# 📄 Invoice Information Extraction Notebook

This notebook demonstrates how to extract **invoice number, date, and line items** from invoice images using:
- HuggingFace invoice dataset (`katanaml-org/invoices-donut-data-v1`)
- OCR with Tesseract
- Regex-based extraction
- Optional HuggingFace Donut model

---

In [None]:
# ✅ Install dependencies
!pip install datasets pytesseract pillow pdf2image matplotlib
!apt-get install -y tesseract-ocr

# Optional: HuggingFace Donut model
!pip install transformers accelerate timm sentencepiece

In [None]:
from datasets import load_dataset
import pytesseract
from PIL import Image
import re, json
import matplotlib.pyplot as plt

# Load HuggingFace invoice dataset
dataset = load_dataset("katanaml-org/invoices-donut-data-v1")

# Take first invoice sample
sample = dataset['train'][0]
img = sample['image']

# Show invoice image
plt.imshow(img)
plt.axis('off')
plt.show()

text = pytesseract.image_to_string(img)
print(text[:1000])  # preview OCR text

In [None]:
# ✅ Regex extractors
invoice_number = re.search(r"Invoice\s*No\.?[:\s]*([A-Za-z0-9-]+)", text, re.IGNORECASE)
invoice_date = re.search(r"Date[:\s]*([0-9]{2}/[0-9]{2}/[0-9]{4})", text, re.IGNORECASE)
total_amount = re.search(r"Total[:\s]*\$?([0-9,.]+)", text, re.IGNORECASE)

extracted_data = {
    "invoice_number": invoice_number.group(1) if invoice_number else None,
    "invoice_date": invoice_date.group(1) if invoice_date else None,
    "total_amount": total_amount.group(1) if total_amount else None,
}

print(json.dumps(extracted_data, indent=2))

In [None]:
# ✅ Extract line items (very basic heuristic: look for rows with qty, price, total)
lines = text.split('\n')
line_items = []
for line in lines:
    if re.search(r"[0-9]+\s+x\s+\$?[0-9,.]+", line):
        line_items.append(line.strip())

extracted_data["line_items"] = line_items
print(json.dumps(extracted_data, indent=2))

In [None]:
# ✅ Optional: HuggingFace Donut Model
try:
    from transformers import DonutProcessor, VisionEncoderDecoderModel
    import torch

    processor = DonutProcessor.from_pretrained("naver-clova-ix/donut-base-finetuned-docvqa")
    model = VisionEncoderDecoderModel.from_pretrained("naver-clova-ix/donut-base-finetuned-docvqa")

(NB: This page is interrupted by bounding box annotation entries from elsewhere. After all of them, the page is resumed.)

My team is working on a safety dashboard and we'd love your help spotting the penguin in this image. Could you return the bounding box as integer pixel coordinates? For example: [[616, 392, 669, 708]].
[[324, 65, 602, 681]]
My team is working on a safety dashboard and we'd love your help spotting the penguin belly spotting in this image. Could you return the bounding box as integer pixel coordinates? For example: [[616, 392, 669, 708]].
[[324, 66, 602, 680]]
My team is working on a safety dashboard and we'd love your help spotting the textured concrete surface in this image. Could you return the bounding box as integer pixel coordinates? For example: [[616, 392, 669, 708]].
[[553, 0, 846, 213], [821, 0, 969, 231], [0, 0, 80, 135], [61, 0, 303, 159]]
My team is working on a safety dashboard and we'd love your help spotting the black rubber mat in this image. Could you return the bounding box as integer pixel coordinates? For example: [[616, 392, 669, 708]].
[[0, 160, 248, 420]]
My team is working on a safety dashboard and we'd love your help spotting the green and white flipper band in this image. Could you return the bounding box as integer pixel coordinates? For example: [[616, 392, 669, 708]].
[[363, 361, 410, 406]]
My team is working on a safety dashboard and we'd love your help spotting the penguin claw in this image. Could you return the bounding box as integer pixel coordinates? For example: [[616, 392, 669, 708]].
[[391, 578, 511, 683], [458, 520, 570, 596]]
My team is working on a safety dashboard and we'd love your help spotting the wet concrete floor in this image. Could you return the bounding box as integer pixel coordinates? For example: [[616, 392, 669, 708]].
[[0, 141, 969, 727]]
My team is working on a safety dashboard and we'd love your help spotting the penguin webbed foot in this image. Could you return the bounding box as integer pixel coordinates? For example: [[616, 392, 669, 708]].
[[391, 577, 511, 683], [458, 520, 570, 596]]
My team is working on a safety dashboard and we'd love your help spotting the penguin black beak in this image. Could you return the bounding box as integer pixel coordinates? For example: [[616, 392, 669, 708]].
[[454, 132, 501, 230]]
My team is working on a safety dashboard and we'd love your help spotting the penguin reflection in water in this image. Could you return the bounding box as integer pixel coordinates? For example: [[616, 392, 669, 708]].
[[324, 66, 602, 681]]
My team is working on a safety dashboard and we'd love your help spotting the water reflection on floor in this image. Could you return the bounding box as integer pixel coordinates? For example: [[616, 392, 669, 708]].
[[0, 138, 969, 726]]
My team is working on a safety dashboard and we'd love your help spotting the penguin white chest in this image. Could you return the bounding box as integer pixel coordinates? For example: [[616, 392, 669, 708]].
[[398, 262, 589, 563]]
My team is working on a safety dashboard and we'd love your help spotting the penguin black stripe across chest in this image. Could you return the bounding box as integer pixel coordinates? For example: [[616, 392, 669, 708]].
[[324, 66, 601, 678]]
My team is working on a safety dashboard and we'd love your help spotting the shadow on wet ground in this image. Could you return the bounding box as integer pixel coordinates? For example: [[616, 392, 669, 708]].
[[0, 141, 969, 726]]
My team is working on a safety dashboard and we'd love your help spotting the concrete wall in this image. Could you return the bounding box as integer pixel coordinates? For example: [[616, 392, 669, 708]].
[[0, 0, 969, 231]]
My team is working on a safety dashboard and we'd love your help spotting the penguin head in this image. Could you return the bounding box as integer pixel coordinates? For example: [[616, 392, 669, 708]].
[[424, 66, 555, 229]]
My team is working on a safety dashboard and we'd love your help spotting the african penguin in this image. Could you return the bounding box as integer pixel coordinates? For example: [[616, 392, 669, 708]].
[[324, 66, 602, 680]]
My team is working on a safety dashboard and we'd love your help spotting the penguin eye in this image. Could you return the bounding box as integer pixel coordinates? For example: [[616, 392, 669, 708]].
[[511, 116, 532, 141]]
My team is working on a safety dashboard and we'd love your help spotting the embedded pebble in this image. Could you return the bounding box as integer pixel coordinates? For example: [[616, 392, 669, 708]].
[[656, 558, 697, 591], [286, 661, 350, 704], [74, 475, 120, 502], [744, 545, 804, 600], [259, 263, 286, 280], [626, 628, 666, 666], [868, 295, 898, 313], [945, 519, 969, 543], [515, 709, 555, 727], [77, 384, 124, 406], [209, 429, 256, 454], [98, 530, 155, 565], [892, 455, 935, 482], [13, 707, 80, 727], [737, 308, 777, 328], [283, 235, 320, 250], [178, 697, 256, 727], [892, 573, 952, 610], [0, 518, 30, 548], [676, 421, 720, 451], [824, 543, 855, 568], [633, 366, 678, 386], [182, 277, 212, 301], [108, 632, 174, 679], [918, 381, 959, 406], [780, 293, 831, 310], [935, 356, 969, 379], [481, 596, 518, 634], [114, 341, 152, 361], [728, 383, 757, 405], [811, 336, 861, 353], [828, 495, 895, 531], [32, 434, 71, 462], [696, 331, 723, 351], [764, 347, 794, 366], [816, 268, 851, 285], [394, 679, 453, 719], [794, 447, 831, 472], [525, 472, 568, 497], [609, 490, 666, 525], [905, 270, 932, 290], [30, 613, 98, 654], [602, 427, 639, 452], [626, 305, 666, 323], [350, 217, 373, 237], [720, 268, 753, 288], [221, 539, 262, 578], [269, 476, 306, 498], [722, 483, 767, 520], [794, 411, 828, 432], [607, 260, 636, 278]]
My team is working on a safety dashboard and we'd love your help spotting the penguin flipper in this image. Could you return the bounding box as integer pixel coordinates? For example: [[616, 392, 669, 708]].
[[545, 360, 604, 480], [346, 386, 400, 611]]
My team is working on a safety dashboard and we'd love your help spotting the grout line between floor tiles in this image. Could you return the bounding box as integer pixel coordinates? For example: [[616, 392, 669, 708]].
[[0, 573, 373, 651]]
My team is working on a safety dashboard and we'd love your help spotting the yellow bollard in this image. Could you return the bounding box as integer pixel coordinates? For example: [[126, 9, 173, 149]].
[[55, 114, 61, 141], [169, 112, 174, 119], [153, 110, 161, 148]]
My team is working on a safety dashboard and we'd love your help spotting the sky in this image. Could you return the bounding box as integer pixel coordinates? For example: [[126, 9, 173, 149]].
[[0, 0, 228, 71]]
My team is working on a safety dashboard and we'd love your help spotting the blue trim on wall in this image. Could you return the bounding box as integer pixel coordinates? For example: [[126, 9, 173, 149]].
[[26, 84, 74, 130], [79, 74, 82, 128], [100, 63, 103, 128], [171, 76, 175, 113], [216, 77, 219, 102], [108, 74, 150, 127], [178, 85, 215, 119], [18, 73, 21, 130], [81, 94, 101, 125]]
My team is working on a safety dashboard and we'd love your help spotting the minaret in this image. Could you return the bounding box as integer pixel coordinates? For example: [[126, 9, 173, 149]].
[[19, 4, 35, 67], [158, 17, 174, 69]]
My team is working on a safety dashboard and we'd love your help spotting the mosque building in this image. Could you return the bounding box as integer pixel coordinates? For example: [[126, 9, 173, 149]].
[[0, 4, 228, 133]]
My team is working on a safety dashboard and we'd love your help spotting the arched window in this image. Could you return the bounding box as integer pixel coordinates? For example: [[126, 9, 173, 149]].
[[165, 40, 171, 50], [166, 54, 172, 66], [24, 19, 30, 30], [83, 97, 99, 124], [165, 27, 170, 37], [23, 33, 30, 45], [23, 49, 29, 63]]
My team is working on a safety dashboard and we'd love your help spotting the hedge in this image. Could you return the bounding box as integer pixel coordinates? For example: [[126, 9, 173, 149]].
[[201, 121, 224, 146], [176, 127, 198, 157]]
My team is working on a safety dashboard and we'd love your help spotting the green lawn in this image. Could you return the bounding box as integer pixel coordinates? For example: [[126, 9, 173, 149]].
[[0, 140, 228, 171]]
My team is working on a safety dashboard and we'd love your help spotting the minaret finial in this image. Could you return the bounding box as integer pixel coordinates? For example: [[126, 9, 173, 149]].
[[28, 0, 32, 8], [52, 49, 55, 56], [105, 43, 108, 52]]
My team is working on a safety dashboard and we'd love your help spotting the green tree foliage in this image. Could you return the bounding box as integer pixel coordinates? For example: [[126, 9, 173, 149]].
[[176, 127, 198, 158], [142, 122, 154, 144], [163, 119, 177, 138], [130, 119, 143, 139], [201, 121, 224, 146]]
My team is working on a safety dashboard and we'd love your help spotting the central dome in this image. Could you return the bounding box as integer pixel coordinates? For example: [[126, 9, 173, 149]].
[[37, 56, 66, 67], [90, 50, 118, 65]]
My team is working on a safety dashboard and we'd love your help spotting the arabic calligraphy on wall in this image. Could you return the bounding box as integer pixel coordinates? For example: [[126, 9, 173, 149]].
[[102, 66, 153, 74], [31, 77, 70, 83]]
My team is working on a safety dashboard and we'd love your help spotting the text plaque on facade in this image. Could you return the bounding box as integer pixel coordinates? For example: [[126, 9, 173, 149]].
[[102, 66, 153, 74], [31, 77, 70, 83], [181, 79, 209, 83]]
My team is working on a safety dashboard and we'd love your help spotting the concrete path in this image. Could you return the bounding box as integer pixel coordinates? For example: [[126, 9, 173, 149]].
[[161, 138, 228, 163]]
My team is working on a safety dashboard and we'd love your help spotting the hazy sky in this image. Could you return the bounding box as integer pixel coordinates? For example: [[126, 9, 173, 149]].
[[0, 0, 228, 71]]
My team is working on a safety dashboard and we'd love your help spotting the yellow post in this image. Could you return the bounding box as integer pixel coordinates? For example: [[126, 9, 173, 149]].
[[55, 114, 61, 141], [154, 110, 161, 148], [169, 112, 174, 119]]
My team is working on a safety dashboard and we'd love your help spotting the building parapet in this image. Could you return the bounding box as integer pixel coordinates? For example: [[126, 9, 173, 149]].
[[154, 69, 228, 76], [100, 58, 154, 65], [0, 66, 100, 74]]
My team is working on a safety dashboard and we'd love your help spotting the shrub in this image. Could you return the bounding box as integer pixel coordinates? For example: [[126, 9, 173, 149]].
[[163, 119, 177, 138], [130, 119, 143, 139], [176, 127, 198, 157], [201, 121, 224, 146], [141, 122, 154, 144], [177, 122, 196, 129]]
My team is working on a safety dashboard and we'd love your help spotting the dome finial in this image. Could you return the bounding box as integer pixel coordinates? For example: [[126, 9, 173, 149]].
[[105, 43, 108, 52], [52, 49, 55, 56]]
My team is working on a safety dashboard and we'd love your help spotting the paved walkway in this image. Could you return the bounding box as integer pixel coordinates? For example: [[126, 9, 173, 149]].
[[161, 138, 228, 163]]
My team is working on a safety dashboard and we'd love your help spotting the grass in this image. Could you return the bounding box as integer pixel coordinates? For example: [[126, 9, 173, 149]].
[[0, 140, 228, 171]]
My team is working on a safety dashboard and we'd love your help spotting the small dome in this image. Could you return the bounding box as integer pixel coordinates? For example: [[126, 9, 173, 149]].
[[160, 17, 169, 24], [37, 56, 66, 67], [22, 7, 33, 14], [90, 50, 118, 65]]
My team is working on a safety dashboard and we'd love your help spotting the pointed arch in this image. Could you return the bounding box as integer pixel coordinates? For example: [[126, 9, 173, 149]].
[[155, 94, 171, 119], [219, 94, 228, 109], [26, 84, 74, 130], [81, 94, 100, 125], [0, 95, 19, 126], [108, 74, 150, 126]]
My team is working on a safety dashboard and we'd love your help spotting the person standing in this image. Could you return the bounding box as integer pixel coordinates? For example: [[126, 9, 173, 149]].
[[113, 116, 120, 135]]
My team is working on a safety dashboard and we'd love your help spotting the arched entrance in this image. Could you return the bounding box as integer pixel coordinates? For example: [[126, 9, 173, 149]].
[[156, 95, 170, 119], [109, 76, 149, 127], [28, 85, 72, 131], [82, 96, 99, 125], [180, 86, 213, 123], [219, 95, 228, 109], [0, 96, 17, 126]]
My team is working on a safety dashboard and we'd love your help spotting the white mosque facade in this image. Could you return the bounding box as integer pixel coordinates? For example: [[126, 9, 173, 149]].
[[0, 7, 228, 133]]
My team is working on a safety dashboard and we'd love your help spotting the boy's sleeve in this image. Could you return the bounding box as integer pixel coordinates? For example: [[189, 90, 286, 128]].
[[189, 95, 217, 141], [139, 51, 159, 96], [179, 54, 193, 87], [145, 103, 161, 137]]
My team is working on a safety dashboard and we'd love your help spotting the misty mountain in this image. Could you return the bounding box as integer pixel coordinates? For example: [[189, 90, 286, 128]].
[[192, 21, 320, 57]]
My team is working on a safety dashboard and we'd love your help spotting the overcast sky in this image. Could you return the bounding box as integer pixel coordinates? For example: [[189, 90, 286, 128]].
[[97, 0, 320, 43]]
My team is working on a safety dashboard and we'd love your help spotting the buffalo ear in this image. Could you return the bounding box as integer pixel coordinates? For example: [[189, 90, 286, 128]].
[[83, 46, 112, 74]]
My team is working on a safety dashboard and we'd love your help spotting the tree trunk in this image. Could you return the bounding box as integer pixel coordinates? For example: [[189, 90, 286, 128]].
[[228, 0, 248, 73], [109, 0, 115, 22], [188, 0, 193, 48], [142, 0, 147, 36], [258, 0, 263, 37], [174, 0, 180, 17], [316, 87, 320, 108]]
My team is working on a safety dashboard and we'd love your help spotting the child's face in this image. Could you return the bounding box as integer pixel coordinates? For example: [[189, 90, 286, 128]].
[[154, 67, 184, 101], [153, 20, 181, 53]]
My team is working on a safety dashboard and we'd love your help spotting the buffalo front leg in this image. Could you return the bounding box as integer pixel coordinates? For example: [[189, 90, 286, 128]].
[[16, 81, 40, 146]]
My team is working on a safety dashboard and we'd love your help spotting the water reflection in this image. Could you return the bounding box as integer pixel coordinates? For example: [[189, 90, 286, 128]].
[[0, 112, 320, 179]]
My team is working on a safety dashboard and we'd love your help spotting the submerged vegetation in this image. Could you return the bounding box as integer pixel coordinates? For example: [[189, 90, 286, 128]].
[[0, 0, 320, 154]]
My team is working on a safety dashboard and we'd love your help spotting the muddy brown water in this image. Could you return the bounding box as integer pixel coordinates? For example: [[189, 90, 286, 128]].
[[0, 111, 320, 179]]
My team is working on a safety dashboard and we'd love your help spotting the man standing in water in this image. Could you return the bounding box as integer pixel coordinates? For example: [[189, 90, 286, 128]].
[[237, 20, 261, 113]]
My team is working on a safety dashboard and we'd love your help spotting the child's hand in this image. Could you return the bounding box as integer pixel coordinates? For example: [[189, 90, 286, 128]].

    pixel_values = processor(img, return_tensors="pt").pixel_values
    task_prompt = "<s_docvqa><s_question>What is the invoice number?<s_answer>"
    decoder_input_ids = processor.tokenizer(task_prompt, add_special_tokens=False, return_tensors="pt").input_ids

    outputs = model.generate(pixel_values, decoder_input_ids=decoder_input_ids, max_length=64)
    result = processor.batch_decode(outputs, skip_special_tokens=True)[0]
    print("Donut model answer:", result)
except Exception as e:
    print("⚠️ Donut model not available:", e)

---
## ✅ Next Steps (Scalable Design)
- You can define **new regex patterns** or ML models for additional fields.
- Extend schema in `extracted_data` dict for any new field.
- Train HuggingFace Donut or LayoutLM on custom invoices for production use.

---